Guests at the annual mayoral Iftar dinner included the developer of the controversial Islamic center and mosque planned for Lower Manhattan, and Muslims who lost loved ones on September 11, 2001.
Bloomberg told his guests that New York has a tradition of cultural and religious tolerance, and discriminating against any house of worship is a betrayal of American values.
"There is nowhere in the five boroughs of New York that is off limit to any religion and by affirming that basic idea we will honor Americas values and keep New York the most open, diverse, tolerant and free city in the world," said the mayor.
Bloomberg also backed the center's imam, Feisal Abdul Rauf, who once deemed the United States an accessory to the September 11th terror attacks.
While that comment has drawn international scorn, the mayor said other remarks more reflective of Rauf's work have gone unnoticed.
"At an interfaith memorial service for the martyred journalist Daniel Pearl, Imam Rauf said, quote, ‘If to be a Jew means to say with all one's heart, mind, and soul: Shma Yisrael, Adonai Elohenu Adonai Ehad; Hear O Israel, the Lord our God, the Lord is One, not only today I am a Jew, I have always been one,'" Bloomberg said.

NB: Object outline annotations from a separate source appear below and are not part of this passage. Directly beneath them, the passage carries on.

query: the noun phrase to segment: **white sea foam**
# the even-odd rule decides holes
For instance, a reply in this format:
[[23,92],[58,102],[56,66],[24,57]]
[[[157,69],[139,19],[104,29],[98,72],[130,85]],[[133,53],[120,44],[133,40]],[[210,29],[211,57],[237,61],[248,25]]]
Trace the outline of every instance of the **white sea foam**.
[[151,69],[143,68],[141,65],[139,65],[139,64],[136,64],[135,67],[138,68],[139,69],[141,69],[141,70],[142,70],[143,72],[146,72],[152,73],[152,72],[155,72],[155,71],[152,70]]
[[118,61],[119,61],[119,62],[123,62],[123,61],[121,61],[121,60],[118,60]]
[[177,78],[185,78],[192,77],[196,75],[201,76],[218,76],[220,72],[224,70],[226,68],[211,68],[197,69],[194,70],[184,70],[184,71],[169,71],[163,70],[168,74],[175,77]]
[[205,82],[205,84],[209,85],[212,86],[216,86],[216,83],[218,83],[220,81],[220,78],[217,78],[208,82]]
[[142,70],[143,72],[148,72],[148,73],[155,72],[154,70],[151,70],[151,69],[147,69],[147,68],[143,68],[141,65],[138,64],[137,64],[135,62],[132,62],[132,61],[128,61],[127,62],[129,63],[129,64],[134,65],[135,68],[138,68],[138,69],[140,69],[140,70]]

Afterwards, Park 51 project developer Sharif El-Gamal along with Rauf's wife, Daisy Khan, expressed appreciation for the mayor's continued support.
"He touches my heart every time I get to hear his issues on our rights as Americans and his brave and unwavering statements that are continued over and over again," El-Gamal said.
"I was almost in tears," Khan said.
The gathering took place just hours after Governor David Paterson and Archbishop Timothy Dolan met to discuss the proposed Islamic center and mosque.
The private meeting lasted about 40 minutes.
Both leaders are calling for mutual respect on both sides of the contentious debate. They're also asking the developers to recognize the sensitivity of the site.
"What we need, I think, the two of us said is not to be in one another's faces, but to kind of step back and take a sane look at things. What we do not need are protests but promoters, promoters of dialogue and civility," Dolan said.
"We're making an appeal. We're not telling anyone what to do with their rights. We don't do that in this country. We're making an appeal. And should they ever determine that they would like to have that conversation I'd remain available," said the governor.
Paterson has previously offered state assistance to the project's developers if they want to move.
Assembly Speaker Sheldon Silver -- whose district is near the proposed site -- says he recognizes the freedom of religion, but also believes the ongoing debate has released "turmoil."
"They have a right to build a house of worship. And what I am suggesting is that in the spirit of living with others they should be cognisant of the feeling of others and try to find a location that doesn't engender the deep feelings that currently exist," Silver said.